Search for: All records

Abstract Induced‐charge electroosmosis (ICEO) offers a practical approach to drive microscale flows by application of AC electric fields across polarizable surfaces, enabling diverse functions including microfluidic pumping, active cargo transport, and biosensing. While ICEO along pristine surfaces is well‐understood, practical applications of ICEO often require surface modifications that affect ICEO flows in a manner that is poorly understood. Here, this study introduces dielectrophoretic (DEP) polarizability measurement, DPM, as a method to study effects of surface modifications on surface polarizability and ICEO flows. The method entails DEP trapping of probe particles and analysis of their equilibrium motions to measure polarizability. This DPM‐generated polarizability data is then used to predict effects of surface modifications on ICEO flows and reveal the contribution of additional factors affecting ICEO. It compares predictions with experimentally observed changes to the speed of Janus particles traveling by ICEO‐driven induced‐charge electrophoresis.
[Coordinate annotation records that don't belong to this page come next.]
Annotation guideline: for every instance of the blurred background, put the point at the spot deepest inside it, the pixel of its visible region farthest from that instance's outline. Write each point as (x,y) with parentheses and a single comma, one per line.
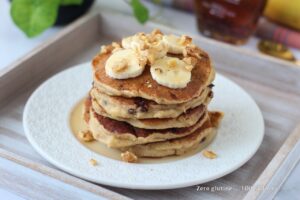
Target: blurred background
(263,26)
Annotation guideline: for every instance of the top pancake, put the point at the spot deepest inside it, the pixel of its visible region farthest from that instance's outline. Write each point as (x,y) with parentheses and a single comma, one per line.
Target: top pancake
(202,75)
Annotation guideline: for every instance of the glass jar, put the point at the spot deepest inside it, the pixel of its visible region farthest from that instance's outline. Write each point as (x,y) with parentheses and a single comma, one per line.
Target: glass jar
(232,21)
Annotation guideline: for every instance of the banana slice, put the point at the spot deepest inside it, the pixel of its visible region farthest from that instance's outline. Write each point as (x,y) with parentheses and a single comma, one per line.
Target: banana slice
(176,44)
(171,72)
(134,42)
(123,64)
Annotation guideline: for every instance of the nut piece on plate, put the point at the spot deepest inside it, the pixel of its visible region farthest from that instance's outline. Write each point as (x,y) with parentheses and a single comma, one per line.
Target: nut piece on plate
(129,157)
(124,64)
(93,162)
(209,154)
(85,136)
(171,72)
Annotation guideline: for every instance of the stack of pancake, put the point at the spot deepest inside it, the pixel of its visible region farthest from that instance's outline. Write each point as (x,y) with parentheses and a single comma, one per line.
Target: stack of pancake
(151,119)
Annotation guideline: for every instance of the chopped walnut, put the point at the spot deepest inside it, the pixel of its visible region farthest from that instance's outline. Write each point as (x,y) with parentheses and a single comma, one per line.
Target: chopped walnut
(93,162)
(86,136)
(116,45)
(104,49)
(121,67)
(158,70)
(189,67)
(129,157)
(172,63)
(151,58)
(193,51)
(185,40)
(190,60)
(156,32)
(209,154)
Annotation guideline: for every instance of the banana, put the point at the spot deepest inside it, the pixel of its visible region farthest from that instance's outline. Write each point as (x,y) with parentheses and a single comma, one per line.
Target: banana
(171,72)
(123,64)
(133,42)
(176,44)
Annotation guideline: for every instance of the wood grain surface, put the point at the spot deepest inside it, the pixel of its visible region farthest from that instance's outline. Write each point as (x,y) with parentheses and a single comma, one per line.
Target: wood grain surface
(275,86)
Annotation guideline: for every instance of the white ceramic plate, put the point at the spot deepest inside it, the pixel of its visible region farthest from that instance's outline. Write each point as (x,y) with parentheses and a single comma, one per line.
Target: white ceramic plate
(46,124)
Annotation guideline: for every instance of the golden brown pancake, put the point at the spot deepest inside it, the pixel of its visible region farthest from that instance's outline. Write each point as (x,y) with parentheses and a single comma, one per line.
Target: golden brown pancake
(189,118)
(202,75)
(181,145)
(119,134)
(140,108)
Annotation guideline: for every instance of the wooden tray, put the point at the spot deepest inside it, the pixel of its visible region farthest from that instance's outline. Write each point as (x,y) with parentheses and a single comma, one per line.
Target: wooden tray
(275,85)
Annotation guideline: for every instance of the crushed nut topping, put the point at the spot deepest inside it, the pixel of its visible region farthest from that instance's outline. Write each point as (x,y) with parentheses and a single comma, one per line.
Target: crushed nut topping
(209,154)
(156,32)
(190,60)
(121,67)
(104,49)
(93,162)
(192,51)
(129,157)
(185,40)
(189,67)
(86,136)
(158,70)
(116,45)
(172,63)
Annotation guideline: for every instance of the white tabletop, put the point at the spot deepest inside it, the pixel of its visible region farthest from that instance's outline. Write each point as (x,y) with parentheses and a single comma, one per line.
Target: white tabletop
(14,44)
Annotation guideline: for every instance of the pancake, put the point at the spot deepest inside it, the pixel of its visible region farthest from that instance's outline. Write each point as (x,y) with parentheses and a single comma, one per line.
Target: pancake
(202,75)
(189,118)
(181,145)
(117,134)
(139,108)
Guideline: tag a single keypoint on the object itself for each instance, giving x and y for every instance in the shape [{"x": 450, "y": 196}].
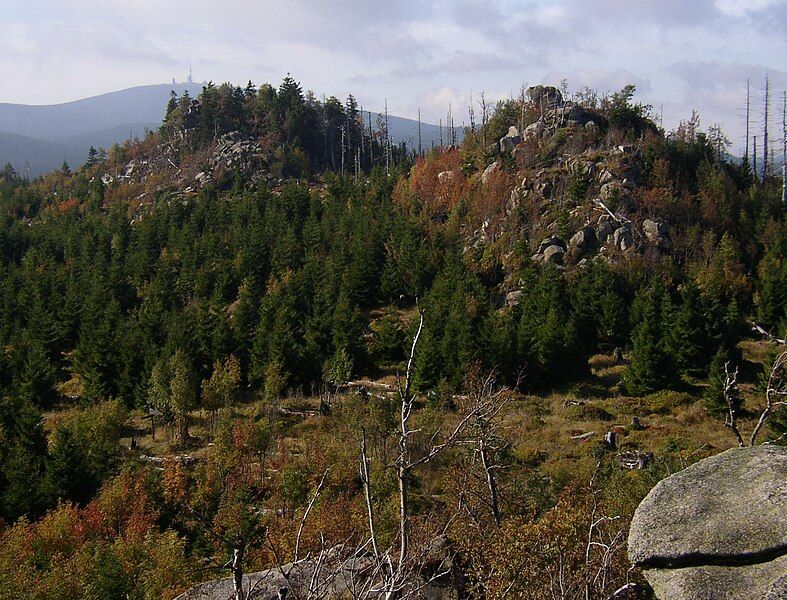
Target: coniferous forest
[{"x": 348, "y": 346}]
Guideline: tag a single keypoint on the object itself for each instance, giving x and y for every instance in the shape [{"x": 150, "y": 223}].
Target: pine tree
[
  {"x": 23, "y": 470},
  {"x": 651, "y": 366},
  {"x": 68, "y": 473},
  {"x": 687, "y": 339},
  {"x": 772, "y": 292},
  {"x": 713, "y": 397},
  {"x": 182, "y": 393}
]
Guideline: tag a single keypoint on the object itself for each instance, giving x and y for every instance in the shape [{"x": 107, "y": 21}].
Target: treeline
[{"x": 304, "y": 134}]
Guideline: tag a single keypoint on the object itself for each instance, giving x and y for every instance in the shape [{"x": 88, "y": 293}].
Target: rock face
[
  {"x": 511, "y": 139},
  {"x": 547, "y": 96},
  {"x": 488, "y": 171},
  {"x": 554, "y": 254},
  {"x": 655, "y": 231},
  {"x": 582, "y": 242},
  {"x": 717, "y": 529}
]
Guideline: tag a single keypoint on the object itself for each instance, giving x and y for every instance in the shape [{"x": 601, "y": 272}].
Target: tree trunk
[
  {"x": 237, "y": 572},
  {"x": 491, "y": 483}
]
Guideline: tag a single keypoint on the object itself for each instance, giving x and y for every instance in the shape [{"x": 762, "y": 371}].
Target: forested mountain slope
[{"x": 236, "y": 272}]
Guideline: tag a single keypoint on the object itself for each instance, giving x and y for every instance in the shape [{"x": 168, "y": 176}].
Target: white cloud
[{"x": 739, "y": 8}]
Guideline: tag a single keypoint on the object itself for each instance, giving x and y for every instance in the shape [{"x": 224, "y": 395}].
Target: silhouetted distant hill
[
  {"x": 42, "y": 136},
  {"x": 39, "y": 156}
]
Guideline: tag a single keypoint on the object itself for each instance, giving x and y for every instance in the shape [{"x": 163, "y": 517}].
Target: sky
[{"x": 682, "y": 55}]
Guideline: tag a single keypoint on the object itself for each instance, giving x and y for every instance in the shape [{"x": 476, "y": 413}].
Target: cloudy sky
[{"x": 681, "y": 54}]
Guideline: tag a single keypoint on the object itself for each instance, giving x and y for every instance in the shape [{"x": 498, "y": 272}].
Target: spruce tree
[
  {"x": 713, "y": 397},
  {"x": 651, "y": 366}
]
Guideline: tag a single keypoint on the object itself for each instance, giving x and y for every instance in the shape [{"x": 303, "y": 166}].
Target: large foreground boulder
[{"x": 718, "y": 529}]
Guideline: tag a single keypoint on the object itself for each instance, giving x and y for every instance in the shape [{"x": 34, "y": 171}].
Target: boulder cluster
[{"x": 718, "y": 529}]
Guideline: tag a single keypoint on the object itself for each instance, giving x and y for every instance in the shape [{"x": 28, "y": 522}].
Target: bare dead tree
[
  {"x": 775, "y": 393},
  {"x": 484, "y": 117},
  {"x": 598, "y": 539},
  {"x": 730, "y": 397},
  {"x": 784, "y": 149},
  {"x": 394, "y": 575},
  {"x": 748, "y": 117},
  {"x": 483, "y": 404},
  {"x": 765, "y": 128},
  {"x": 420, "y": 145},
  {"x": 287, "y": 571}
]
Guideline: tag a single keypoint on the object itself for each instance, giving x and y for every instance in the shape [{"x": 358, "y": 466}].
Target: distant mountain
[
  {"x": 406, "y": 130},
  {"x": 34, "y": 156},
  {"x": 42, "y": 136}
]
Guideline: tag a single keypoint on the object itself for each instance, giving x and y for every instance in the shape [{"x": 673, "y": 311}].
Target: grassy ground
[{"x": 541, "y": 425}]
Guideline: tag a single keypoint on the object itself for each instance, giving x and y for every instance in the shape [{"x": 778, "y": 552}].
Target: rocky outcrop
[
  {"x": 492, "y": 168},
  {"x": 582, "y": 243},
  {"x": 718, "y": 529},
  {"x": 510, "y": 140},
  {"x": 337, "y": 576},
  {"x": 547, "y": 96},
  {"x": 655, "y": 231}
]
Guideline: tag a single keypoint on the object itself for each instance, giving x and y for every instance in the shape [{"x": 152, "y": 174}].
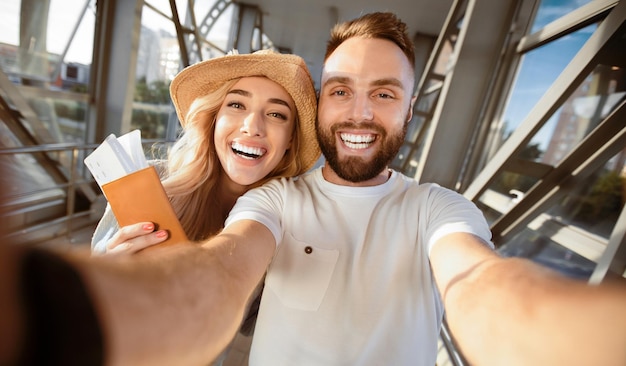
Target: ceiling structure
[{"x": 302, "y": 26}]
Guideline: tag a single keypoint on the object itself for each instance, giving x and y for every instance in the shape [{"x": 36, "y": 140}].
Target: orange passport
[{"x": 140, "y": 196}]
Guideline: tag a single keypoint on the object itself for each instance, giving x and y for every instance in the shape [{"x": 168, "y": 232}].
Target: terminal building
[{"x": 520, "y": 108}]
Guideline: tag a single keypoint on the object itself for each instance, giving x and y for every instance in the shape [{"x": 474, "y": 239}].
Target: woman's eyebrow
[
  {"x": 242, "y": 92},
  {"x": 279, "y": 101}
]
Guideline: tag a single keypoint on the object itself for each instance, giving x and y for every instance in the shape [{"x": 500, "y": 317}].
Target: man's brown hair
[{"x": 382, "y": 25}]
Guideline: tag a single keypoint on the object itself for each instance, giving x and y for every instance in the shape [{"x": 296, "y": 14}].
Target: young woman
[{"x": 246, "y": 118}]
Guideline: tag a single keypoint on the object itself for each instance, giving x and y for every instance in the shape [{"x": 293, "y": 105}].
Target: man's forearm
[{"x": 514, "y": 312}]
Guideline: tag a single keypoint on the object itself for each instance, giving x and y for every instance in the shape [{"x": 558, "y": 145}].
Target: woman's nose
[{"x": 252, "y": 125}]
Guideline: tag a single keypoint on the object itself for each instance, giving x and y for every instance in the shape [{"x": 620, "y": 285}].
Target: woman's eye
[
  {"x": 236, "y": 105},
  {"x": 278, "y": 115}
]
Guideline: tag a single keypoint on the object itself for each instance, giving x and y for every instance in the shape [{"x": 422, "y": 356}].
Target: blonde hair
[{"x": 193, "y": 169}]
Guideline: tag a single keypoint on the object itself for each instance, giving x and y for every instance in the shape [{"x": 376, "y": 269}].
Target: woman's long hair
[{"x": 193, "y": 168}]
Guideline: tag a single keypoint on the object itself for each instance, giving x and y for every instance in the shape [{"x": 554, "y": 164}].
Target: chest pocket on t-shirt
[{"x": 300, "y": 273}]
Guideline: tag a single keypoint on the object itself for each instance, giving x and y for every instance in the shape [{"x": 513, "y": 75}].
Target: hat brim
[{"x": 289, "y": 71}]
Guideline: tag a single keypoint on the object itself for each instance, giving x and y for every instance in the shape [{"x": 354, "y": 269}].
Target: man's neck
[{"x": 330, "y": 176}]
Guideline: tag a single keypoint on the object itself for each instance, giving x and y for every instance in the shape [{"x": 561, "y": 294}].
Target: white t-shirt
[{"x": 350, "y": 283}]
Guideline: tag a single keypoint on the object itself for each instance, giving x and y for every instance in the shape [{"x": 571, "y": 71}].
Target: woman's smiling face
[{"x": 254, "y": 129}]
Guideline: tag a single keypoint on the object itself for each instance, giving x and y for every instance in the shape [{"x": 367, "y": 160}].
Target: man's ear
[{"x": 409, "y": 114}]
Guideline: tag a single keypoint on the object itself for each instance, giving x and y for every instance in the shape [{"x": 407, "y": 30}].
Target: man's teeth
[
  {"x": 357, "y": 141},
  {"x": 247, "y": 152}
]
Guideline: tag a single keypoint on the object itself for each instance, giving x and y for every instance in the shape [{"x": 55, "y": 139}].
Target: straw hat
[{"x": 289, "y": 71}]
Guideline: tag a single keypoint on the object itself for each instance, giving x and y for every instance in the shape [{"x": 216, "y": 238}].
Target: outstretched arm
[
  {"x": 511, "y": 311},
  {"x": 180, "y": 304}
]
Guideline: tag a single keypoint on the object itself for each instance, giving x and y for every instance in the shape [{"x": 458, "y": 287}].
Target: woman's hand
[{"x": 133, "y": 238}]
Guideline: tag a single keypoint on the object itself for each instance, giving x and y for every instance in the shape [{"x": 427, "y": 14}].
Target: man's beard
[{"x": 356, "y": 169}]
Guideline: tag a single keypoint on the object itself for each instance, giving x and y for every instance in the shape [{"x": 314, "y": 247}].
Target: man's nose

This study shows that DPM enables prediction of decreased particle speed upon protein capture by functional Janus particles and reveals that increased speed of polymer‐modified Janus particles likely arises from hydrodynamic factors. Overall, this work lays the foundation for investigating new ICEO‐driven systems with applications in complex environments, potentially including those encountered in biosensing, remediation, or cargo delivery.